A great advantage of having a large network of technical friends is that they ask you for advice on things, which I love giving. One great disadvantage of people is that they rarely take my advice without justification, even though I think everybody should know better by now. A discussion I frequently have with friends (and which they don’t just blindly take my advice on), is their choice of datastore, which invariably goes something like this:
- Trust me, don’t use MongoDB.
- Why, what’s wrong with it?
- Look, how many times have I given you some advice, you didn’t listen, and later on it turned out I was right?
- Ah, so you’re saying I should use Cassandra.
So, since I keep having to justify my opinion (can you believe that? Just ridiculous.), I figured I’d do it once, in this post, and then I can just point people here when they’re about to do something dumb. If I linked you to this article, this means you.

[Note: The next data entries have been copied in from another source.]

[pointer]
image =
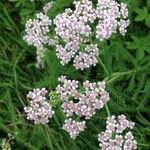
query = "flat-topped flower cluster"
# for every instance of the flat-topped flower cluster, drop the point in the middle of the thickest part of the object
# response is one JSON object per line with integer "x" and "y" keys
{"x": 114, "y": 137}
{"x": 39, "y": 110}
{"x": 80, "y": 103}
{"x": 77, "y": 30}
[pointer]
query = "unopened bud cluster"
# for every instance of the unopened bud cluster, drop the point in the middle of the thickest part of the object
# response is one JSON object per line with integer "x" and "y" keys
{"x": 39, "y": 110}
{"x": 117, "y": 135}
{"x": 82, "y": 104}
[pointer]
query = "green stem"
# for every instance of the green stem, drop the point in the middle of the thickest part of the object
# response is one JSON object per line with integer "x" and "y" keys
{"x": 147, "y": 145}
{"x": 107, "y": 110}
{"x": 118, "y": 74}
{"x": 104, "y": 67}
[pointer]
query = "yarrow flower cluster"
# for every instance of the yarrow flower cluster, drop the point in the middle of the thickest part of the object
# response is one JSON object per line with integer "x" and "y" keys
{"x": 75, "y": 29}
{"x": 39, "y": 110}
{"x": 37, "y": 31}
{"x": 81, "y": 103}
{"x": 112, "y": 16}
{"x": 114, "y": 137}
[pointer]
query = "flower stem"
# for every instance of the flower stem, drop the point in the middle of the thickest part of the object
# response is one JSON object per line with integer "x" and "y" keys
{"x": 107, "y": 110}
{"x": 146, "y": 145}
{"x": 104, "y": 67}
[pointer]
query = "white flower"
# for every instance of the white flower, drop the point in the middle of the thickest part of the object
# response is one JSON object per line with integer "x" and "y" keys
{"x": 74, "y": 127}
{"x": 112, "y": 138}
{"x": 39, "y": 110}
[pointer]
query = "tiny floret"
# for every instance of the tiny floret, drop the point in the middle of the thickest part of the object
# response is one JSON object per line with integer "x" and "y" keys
{"x": 39, "y": 110}
{"x": 115, "y": 137}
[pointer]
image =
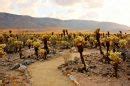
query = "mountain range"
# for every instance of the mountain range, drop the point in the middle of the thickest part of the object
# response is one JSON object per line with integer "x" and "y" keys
{"x": 8, "y": 20}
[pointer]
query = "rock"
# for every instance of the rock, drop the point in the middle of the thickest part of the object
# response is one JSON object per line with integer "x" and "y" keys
{"x": 0, "y": 82}
{"x": 27, "y": 62}
{"x": 15, "y": 66}
{"x": 22, "y": 68}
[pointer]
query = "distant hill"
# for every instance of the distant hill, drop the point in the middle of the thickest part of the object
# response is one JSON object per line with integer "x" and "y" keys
{"x": 20, "y": 21}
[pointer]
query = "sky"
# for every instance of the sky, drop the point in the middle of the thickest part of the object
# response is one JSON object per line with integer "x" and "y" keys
{"x": 117, "y": 11}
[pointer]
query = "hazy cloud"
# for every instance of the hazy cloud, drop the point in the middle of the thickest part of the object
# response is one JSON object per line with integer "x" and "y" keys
{"x": 89, "y": 3}
{"x": 101, "y": 10}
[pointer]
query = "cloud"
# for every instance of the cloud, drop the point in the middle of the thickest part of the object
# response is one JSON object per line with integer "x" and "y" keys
{"x": 101, "y": 10}
{"x": 89, "y": 3}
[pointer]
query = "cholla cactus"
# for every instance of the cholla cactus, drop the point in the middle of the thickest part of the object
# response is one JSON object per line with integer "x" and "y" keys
{"x": 122, "y": 43}
{"x": 36, "y": 46}
{"x": 18, "y": 45}
{"x": 29, "y": 43}
{"x": 116, "y": 60}
{"x": 1, "y": 38}
{"x": 42, "y": 53}
{"x": 79, "y": 42}
{"x": 97, "y": 34}
{"x": 2, "y": 53}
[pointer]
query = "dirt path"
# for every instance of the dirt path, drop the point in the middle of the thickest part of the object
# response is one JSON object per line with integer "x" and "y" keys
{"x": 47, "y": 74}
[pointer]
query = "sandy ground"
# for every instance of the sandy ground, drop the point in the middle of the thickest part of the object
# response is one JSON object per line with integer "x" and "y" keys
{"x": 47, "y": 74}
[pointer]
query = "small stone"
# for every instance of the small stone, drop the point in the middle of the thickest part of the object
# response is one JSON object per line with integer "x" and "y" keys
{"x": 0, "y": 82}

EDIT: Apparently the self-deprecating sarcasm above wasn’t really very obvious, and it comes off as arrogant, but my intention was for it to be satire (cleary opinions should be justified, even mine). Also, the Cassandra joke was a reference to this lady. Like an ancient Greek proverb says, “the best joke is one you have to explain on your blog”.
Datastores are important
The datastore is often the most important part of an application. Code can be changed easily, and new code can be deployed without much fuss if you discover that some of your original choices were wrong, but the data model and the way it is handled is much harder to change. This means that you need to give the data model as much thought as you can when starting out, and the choice of datastore greatly influences that decision.
This post is meant to guide you through some common pitfalls, and hopefully explain why a relational database is a much saner default than the schemaless databases I see most people instinctively reach for nowadays.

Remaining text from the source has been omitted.